2. It can be expensive
Your maintenance team will be changing parts and performing minor repairs on a regular basis, even when your equipment is already in optimal condition. This results in high costs, both in terms of labor and materials. Plus, you’ll need to keep a lot of extra supplies on-hand, increasing costs and taking up valuable warehouse space.
3. It isn’t tailored to your plant’s needs
Preventive maintenance follows industry guidelines and standards for maintaining equipment. But those standards might not apply to the realities of conditions in your plant. Temperature, air quality, and other operating conditions can impact the lifecycle of all your assets. Preventive maintenance doesn’t take these real-world conditions into account. Without additional data to support your maintenance timelines, you could end up performing unnecessary maintenance and you risk missing defects that can occur between scheduled maintenance visits.

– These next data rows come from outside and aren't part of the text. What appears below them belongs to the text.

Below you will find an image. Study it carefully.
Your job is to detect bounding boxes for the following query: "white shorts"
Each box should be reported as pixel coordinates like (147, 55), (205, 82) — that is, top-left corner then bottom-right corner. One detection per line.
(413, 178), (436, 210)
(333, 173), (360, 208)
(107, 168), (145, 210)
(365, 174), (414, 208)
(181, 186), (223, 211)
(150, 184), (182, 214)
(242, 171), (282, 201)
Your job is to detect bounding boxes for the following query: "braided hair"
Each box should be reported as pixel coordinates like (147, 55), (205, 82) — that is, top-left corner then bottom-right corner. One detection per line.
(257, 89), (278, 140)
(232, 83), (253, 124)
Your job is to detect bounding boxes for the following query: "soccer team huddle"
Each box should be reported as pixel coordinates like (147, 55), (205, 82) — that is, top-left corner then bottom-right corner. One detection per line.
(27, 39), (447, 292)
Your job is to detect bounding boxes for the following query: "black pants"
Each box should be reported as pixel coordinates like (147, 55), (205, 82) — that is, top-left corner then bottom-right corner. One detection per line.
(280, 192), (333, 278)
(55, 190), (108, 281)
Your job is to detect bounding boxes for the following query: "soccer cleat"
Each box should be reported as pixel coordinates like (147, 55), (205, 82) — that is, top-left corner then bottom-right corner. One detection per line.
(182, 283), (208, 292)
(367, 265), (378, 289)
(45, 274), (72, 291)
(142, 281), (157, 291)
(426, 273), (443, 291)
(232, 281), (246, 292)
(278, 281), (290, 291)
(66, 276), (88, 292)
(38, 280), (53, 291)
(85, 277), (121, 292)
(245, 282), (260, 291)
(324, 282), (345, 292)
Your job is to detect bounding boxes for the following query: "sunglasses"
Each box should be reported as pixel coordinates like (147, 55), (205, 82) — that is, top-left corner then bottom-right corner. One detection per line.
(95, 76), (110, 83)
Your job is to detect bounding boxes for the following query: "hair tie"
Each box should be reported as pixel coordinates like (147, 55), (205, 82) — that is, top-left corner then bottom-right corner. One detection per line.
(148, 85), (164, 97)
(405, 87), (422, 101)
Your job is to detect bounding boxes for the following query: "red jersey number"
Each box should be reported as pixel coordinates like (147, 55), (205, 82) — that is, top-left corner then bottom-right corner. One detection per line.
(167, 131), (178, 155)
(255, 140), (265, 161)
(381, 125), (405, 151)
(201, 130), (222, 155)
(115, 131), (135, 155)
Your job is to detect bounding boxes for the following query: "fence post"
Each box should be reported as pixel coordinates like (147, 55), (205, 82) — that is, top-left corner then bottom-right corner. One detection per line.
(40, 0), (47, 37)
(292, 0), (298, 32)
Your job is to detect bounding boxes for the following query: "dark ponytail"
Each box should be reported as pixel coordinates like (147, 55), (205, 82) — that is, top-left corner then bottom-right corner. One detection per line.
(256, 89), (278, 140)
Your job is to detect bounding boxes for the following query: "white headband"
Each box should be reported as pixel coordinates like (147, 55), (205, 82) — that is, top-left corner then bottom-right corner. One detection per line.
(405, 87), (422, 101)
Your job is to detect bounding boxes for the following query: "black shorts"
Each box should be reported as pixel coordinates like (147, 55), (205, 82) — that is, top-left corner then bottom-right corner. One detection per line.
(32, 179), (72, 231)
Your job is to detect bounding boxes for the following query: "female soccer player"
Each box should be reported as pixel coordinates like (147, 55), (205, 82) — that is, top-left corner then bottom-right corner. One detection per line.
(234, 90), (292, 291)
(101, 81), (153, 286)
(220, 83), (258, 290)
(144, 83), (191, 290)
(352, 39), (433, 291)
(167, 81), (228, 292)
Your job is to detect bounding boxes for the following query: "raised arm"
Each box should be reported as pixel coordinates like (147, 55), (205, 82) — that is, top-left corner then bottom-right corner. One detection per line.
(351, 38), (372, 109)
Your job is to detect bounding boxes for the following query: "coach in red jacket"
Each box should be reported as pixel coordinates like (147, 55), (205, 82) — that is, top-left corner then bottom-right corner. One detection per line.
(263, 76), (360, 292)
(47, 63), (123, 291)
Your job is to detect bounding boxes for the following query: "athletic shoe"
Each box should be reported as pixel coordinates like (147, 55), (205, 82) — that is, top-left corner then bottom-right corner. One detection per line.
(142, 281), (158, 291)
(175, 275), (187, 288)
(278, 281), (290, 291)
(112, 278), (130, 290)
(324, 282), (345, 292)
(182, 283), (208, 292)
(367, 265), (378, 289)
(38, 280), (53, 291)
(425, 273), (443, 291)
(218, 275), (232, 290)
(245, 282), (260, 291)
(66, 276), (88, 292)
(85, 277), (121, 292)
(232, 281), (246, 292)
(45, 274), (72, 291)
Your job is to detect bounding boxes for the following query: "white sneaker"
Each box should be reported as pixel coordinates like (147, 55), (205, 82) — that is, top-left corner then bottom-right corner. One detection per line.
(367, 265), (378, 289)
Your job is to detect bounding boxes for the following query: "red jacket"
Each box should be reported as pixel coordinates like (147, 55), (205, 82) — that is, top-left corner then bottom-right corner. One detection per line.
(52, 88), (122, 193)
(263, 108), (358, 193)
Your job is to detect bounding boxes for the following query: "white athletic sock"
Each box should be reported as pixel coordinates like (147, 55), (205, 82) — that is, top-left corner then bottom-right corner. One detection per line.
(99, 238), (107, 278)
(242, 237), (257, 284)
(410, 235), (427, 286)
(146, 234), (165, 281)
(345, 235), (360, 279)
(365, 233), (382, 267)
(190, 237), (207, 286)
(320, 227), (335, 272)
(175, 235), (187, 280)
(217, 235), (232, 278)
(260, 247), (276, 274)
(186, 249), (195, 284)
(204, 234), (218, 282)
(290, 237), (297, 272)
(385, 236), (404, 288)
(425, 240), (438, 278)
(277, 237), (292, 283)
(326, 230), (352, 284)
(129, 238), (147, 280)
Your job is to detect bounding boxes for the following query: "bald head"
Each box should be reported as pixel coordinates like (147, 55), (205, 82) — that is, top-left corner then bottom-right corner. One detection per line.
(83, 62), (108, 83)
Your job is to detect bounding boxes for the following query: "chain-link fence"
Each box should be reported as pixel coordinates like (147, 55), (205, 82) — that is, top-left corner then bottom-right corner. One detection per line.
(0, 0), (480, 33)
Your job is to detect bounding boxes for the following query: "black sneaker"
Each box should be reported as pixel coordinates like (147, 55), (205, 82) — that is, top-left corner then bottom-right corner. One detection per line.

What is Predictive Maintenance?
Predictive maintenance is a proactive strategy that harnesses the power of Industrial Internet of Things (IIoT) technology and condition monitoring to keep your assets up and running for longer. Maintenance teams that practice predictive maintenance use asset data to identify new faults as soon as they appear.
IIoT sensors can collect data on vibration levels, temperature, and other key indicators of asset health. Data analytics software analyzes that data in real-time, and can alert you as soon as your equipment shows signs of a defect. This means that your maintenance teams can identity and fix the issue right away – before it turns into a major problem.
Instead of performing maintenance tasks according to a schedule, predictive maintenance uses data analytics to pinpoint exactly when and where you need to focus your maintenance efforts. Because of this, condition monitoring and predictive maintenance can drastically cut down on maintenance costs. This approach also makes it possible to operate with a smaller workforce, or with fewer skilled maintenance workers.
Predictive maintenance doesn’t suffer from the critical disadvantages of preventive maintenance. Maintenance is performed on the right asset at the right time, saving you time and money on maintenance and corresponding asset downtime.
Choosing the Right Maintenance Strategy
There is no one-size fits all maintenance solution.
For most operations, a mixture of predictive maintenance and preventive maintenance is key to keeping your assets running smoothly and to maximizing uptime. Predictive maintenance counters the disadvantages of preventive maintenance, but it doesn’t mean the two strategies can’t work in harmony.
If you’re interested in trying out a predictive maintenance strategy, start by testing out that approach on a few of your assets. Doing a test-run keeps your initial costs low and enables you to prove the value of predictive maintenance before scaling the approach across all of your assets.